The Iowa Insurance Commissioner obtained an Order for Rehabilitation with respect to CoOportunity Health, Inc. (“CoOportunity”) on December 24, 2014. With the Rehabilitation Order, the Iowa Insurance Commission took possession of CoOportunity’s assets and will administer CoOportunity under the general supervision of the Iowa District Court.

The Iowa Insurance Commissioner has indicated that it is currently evaluating the totality of CoOportunity’s situation and the full impact of the rehabilitation. It has issued initial guidance to CoOportunity’s reported approximately 96,000 insureds, as well as its providers and producers. Insureds may continue insurance with CoOportunity while it is in rehabilitation, so long as they pay the required premium payment, but individuals also may enroll in other plans beginning February 1, 2015. One effect on customers who may select new coverage on February 1 is that any deductible payments made in January will not count for the new plan. If an acceptable rehabilitation plan for CoOportunity to remain viable is not developed, the Rehabilitator will seek liquidation. While CoOportunity may remain a Qualified Health Plan under the Affordable Care Act, that could be affected by a liquidation and the resulting guaranty fund’s limits that would limit coverage to $500,000 per individual. The guideline indicates that if CoOportunity fails to be a Qualified Health Plan, its enrollees would not be eligible for tax credit subsidies available under the Affordable Care Act.

The impact on providers, presumably the largest creditors of CoOportunity, is not clear. CoOportunity has some funds to pay claims and, as described below, if and when it receives risk adjustment and transitional reinsurance payments later in 2015, those receipts will help pay claims. The Insurance Commissioner indicated that commission payments were suspended, effective immediately.

CoOportunity is the first Consumer Operated and Oriented Plan (CO-OP) to be placed into rehabilitation. CO-OPs were created under Section 1322 of the Affordable Care Act as private nonprofit health insurers that are designed to “offer individuals and small businesses additional affordable, consumer friendly and high quality insurance options.” They are supported by low interest start-up and solvency loans from CMS if they meet the CO-OP eligibility criteria. CO-OPs began functioning by offering health insurance plans in the health insurance exchanges created under the ACA, and they also offer insurance outside of such exchanges. They were supported by CMS to help ensure a competitive market in the health insurance exchanges.
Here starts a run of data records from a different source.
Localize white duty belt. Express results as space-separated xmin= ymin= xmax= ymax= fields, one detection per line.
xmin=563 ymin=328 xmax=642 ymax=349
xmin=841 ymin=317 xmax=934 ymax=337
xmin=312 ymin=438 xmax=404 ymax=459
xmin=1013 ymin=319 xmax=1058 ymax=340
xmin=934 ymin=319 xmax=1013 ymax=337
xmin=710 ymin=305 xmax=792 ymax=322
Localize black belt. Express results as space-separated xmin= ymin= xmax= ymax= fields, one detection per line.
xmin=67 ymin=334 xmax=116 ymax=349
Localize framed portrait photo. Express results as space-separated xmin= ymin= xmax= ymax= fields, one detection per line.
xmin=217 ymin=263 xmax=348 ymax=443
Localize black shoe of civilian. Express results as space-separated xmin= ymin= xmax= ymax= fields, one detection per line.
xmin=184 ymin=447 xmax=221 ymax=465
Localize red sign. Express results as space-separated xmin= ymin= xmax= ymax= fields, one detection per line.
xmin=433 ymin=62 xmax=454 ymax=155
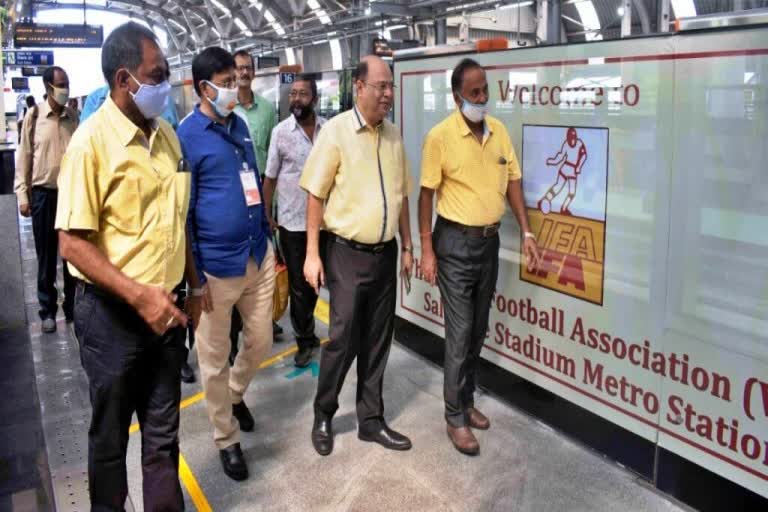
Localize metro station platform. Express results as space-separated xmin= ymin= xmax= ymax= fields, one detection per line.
xmin=0 ymin=204 xmax=685 ymax=512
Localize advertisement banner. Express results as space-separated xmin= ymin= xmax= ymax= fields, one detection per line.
xmin=395 ymin=29 xmax=768 ymax=497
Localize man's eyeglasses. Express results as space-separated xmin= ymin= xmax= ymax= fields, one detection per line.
xmin=363 ymin=82 xmax=397 ymax=94
xmin=288 ymin=91 xmax=312 ymax=99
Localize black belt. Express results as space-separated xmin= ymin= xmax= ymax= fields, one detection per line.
xmin=437 ymin=216 xmax=501 ymax=238
xmin=328 ymin=233 xmax=394 ymax=254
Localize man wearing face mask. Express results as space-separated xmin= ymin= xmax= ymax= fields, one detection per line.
xmin=419 ymin=59 xmax=539 ymax=455
xmin=299 ymin=56 xmax=413 ymax=455
xmin=264 ymin=75 xmax=325 ymax=368
xmin=230 ymin=50 xmax=283 ymax=364
xmin=56 ymin=22 xmax=200 ymax=511
xmin=178 ymin=47 xmax=275 ymax=480
xmin=15 ymin=66 xmax=78 ymax=333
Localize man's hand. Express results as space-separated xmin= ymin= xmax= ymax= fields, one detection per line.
xmin=184 ymin=283 xmax=213 ymax=329
xmin=523 ymin=237 xmax=541 ymax=272
xmin=267 ymin=215 xmax=278 ymax=234
xmin=304 ymin=254 xmax=325 ymax=295
xmin=131 ymin=285 xmax=187 ymax=335
xmin=184 ymin=295 xmax=203 ymax=329
xmin=421 ymin=245 xmax=437 ymax=286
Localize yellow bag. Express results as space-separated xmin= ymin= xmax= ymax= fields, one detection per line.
xmin=272 ymin=258 xmax=290 ymax=322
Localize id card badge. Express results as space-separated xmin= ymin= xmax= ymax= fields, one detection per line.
xmin=240 ymin=162 xmax=261 ymax=206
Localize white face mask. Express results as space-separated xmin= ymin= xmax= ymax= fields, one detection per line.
xmin=51 ymin=84 xmax=69 ymax=107
xmin=205 ymin=80 xmax=237 ymax=117
xmin=459 ymin=96 xmax=488 ymax=123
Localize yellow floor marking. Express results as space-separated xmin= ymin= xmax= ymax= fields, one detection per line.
xmin=179 ymin=454 xmax=213 ymax=512
xmin=128 ymin=299 xmax=330 ymax=512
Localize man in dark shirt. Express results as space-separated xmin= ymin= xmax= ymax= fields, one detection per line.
xmin=177 ymin=47 xmax=275 ymax=480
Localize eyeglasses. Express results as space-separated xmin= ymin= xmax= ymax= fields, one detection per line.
xmin=211 ymin=80 xmax=237 ymax=89
xmin=288 ymin=91 xmax=312 ymax=99
xmin=363 ymin=82 xmax=397 ymax=94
CMS has issued over $2.4 billion in low interest loans to fund 23 CO-OPs, including approximately $146 million to CoOportunity ($130 million of which was in the form of a series of solvency loans that are treated as surplus under state insurance regulations). CoOportunity was licensed in March of 2013 and holds insurance licenses in Iowa and Nebraska. It began offering health insurance on the Iowa and Nebraska health insurance exchanges in January of 2014. It operated at a net loss of $45.7 million for the first 10 months of 2014 and experienced a significant drop in reported cash and invested assets. It had expected a payment of over $125 million as part of the premium stabilization programs under the ACA known as the 3Rs, standing for risk corridors, risk adjustment and transitional reinsurance. The risk adjustment and reinsurance payments are not due until late in 2015; the risk corridor payment from CMS (estimated at $60 million of the $125 million) had never been appropriated and was expressly eliminated with passage on December 13, 2014 of the Consolidated and Further Continuing Appropriations Act, that continued the funding for the federal government. These receivables arising from the 3Rs were the single largest asset on CoOportunity’s balance sheet. 
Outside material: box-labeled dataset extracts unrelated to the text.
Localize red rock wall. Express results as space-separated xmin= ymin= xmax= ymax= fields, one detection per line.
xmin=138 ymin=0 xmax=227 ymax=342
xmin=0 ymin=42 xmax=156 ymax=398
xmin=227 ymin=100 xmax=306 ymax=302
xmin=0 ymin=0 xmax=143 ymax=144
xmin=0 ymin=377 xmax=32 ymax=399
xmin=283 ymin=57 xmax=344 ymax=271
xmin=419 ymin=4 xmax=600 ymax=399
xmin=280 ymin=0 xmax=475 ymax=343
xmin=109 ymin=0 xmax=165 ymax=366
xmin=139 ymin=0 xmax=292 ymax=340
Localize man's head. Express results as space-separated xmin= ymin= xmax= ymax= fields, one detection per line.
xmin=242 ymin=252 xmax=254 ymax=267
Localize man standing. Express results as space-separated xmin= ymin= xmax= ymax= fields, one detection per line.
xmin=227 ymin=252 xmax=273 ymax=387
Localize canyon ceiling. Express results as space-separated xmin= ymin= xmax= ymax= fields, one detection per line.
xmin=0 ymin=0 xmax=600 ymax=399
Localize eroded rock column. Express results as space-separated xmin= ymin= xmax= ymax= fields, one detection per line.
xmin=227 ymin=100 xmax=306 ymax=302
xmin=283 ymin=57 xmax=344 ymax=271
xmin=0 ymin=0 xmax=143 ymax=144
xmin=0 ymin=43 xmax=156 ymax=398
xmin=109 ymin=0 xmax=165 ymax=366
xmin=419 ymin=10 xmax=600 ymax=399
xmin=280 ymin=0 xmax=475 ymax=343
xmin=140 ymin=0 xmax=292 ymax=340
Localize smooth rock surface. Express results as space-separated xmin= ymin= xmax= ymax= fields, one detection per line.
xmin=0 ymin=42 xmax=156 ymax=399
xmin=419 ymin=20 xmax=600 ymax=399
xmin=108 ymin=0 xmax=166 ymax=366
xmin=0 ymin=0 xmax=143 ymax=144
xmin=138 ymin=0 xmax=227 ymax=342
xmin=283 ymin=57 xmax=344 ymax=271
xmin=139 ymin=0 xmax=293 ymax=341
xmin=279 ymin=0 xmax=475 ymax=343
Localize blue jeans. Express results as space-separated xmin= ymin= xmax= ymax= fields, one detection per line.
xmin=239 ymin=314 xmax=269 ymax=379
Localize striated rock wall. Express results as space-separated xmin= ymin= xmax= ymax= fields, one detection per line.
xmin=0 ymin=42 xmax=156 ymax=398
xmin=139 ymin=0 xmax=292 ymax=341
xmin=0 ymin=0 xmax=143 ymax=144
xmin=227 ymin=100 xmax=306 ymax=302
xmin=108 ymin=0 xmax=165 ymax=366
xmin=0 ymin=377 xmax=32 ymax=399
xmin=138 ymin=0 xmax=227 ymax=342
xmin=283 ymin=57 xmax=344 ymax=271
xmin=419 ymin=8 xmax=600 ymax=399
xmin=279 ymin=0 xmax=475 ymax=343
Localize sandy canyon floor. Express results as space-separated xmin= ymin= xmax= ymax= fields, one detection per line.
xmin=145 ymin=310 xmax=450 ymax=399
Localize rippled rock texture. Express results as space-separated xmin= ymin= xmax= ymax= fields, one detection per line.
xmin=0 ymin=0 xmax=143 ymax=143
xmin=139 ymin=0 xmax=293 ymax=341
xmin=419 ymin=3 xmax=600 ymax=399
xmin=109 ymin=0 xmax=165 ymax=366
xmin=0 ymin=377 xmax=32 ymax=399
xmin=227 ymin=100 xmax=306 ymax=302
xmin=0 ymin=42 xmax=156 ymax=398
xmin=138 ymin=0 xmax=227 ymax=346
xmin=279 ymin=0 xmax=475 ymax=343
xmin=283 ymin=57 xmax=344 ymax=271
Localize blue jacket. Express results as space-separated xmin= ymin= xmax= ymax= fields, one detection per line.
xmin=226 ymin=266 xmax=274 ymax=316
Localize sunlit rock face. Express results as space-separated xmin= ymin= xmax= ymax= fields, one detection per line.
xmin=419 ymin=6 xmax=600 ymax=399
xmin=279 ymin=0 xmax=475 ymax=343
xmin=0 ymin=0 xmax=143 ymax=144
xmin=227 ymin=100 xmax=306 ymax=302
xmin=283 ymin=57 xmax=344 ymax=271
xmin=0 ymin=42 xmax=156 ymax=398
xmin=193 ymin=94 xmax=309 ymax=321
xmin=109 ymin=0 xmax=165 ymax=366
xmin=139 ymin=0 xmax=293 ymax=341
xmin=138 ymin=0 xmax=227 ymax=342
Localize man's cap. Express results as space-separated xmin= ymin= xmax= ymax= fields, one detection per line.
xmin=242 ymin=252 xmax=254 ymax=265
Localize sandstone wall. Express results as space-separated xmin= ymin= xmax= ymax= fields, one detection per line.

CMS declined CoOportunity’s request for an additional surplus loan earlier in December of 2014. While not insolvent, the Iowa insurance commissioner concluded that CoOportunity was “operating in a financially hazardous condition” and such condition warranted the rehabilitation proceeding. CoOportunity’s board of directors did not resist the rehabilitation.

Newly created health insurers supported by CO-OP loans entered the market with limited experience in underwriting risk. Moreover, in the first year of the health insurance exchanges, the risk pool on the exchanges was an unknown. The National Alliance of State Health CO-OPs indicated that CoOportunity’s news was “not a statement on the health insurance CO-OP program or the CO-OP concept; it’s a reflection on the fact that all insurers – not just CO-OPs – are operating in unique markets with unique business plans and varying state regulations. The circumstances for CoOportunity Health in Iowa are not the same as those in the 23 other states in which CO-OPs are currently operating.”

In contrast, critics of the ACA have cited CoOportunity’s rehabilitation as evidence of a program built on too much government dependency. In an article, entitled “Fannie Med Implodes,” the Wall Street Journal opined that the CO-OP’s “complete dependence on government subsidies” has led CO-OP’s “to deliberately underprice their policies,” leading to distortions and financial challenges. 

CMS has issued additional solvency loans to six of the 23 CO-OPs, including CoOportunity, in the second half of 2014. Whether the CO-OP program and the other 22 participating health insurers will be successful will take more than one year to assess effectively.